Tuesday 7 January 2014

Baggage

As all of the Groupons for gym memberships putrify my inbox, here’s a thematic posting on weight and health.

One of the ways I gauge the power of my own cultural context is body image. I do a fairly good job of ignoring it in the States, but in Ghana it emerges with full force because Ghanaians tell it like it is.  Over the past 2 weeks I have been told by 3 different people that I am getting fat.  Well actually 2/3 of the sample said fat.  1/3 indicated that I was getting plumpy.  Even if people were not commenting upon it, my snugger jeans have told me the truth.  I arrived in Ghana at the lower end of my weight spectrum and have now crept up to the higher end.  No big deal.  But to have it pointed out in such bluntness is punching my psyche in the face. 

This is a compliment in Ghana.  While we may pass pleasantries in the US by congratulating someone on weight loss, Ghanaians suck up by telling someone they look plumpy. For here, to have some meat on your bones is to show that you are taking good care of yourself.  A friend told me that people sometimes go to the pharmacist for pills that will make them gain weight.   Personally I am finding that switching to a starch and oil heavy diet, (with further supplement provided by reliance on Coke and HobNobs to make the toils and foils of fieldwork feel less bleh), is working wonders.   Though I try wholeheartedly to embrace the Ghanaian ideology, I can’t shake the American ideology when I’m faced with interpreting comments that make my weight gain publicly acknowledged.   Maybe when Jennifer Lawrence no longer has to serve as the ambassador for female weight and body image issues I’ll be able to embrace being plumpy.

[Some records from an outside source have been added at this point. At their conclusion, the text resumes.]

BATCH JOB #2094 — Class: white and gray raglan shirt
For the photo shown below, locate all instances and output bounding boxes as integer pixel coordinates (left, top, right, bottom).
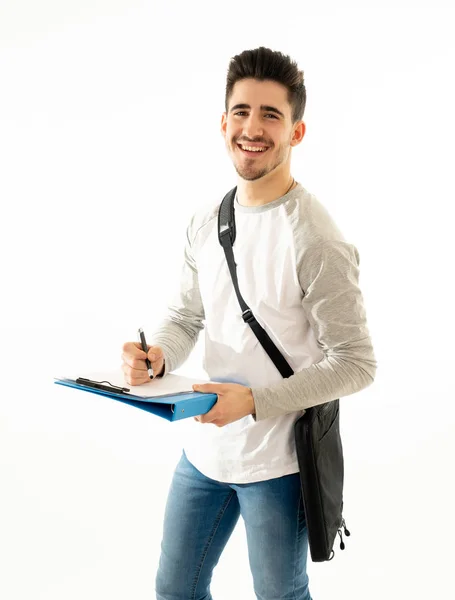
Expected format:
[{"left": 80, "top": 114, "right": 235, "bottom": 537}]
[{"left": 150, "top": 184, "right": 376, "bottom": 483}]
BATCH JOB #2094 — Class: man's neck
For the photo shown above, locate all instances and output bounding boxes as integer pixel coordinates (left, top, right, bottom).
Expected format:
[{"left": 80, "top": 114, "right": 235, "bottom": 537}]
[{"left": 237, "top": 173, "right": 297, "bottom": 206}]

60 Ghana Cedis (about 20 US bucks) for this derriere enhancing undergarment. 
It’s not that Ghanaians are promoting obesity or are immune from health issues that stem from too much weight and too little activity.  There’s a strong public health discourse to bring awareness about the non-communicable diseases (NCDs) that are on the rise in Ghana, including hypertension and diabetes.  People are concerned about maintaining a weight that reduces their risk for disease.  For those not involved in physically demanding jobs, intentional exercise is practiced and more cautious consumption adhered to.

Words from the Ghanaian Ministry of Health at a park where inevitably people will be playing basketball and some really great volleyball (not a popular sport here)
Ad for a walkathon promoting heart health in Accra, the largest urban center in Ghana and thus an area of the country where heart disease is more of an issue to do urban lifestyles
It’s that the weight you do (or don’t carry) in Ghana does not come to define you as individually in charge or weakly willed.  Food is not something that instigates emotions such as shame or is associated with characteristics such as will-power. When I eat with women in Ghana, never do we engage in the kind of self-congratulatory or self-loathing language reifying or vilifying our food intake that pads dining conversations in the States.  Here you aren’t what you eat. It is acknowledged that being self conscious about my weight whilst I pursue research on food insecurity is incredibly tacky. I regularly deride myself for my toolishness. But it’s hard to shake your cultural baggage, and sometimes you don’t even realize your cultural baggage until it is challenged in paradoxical ways.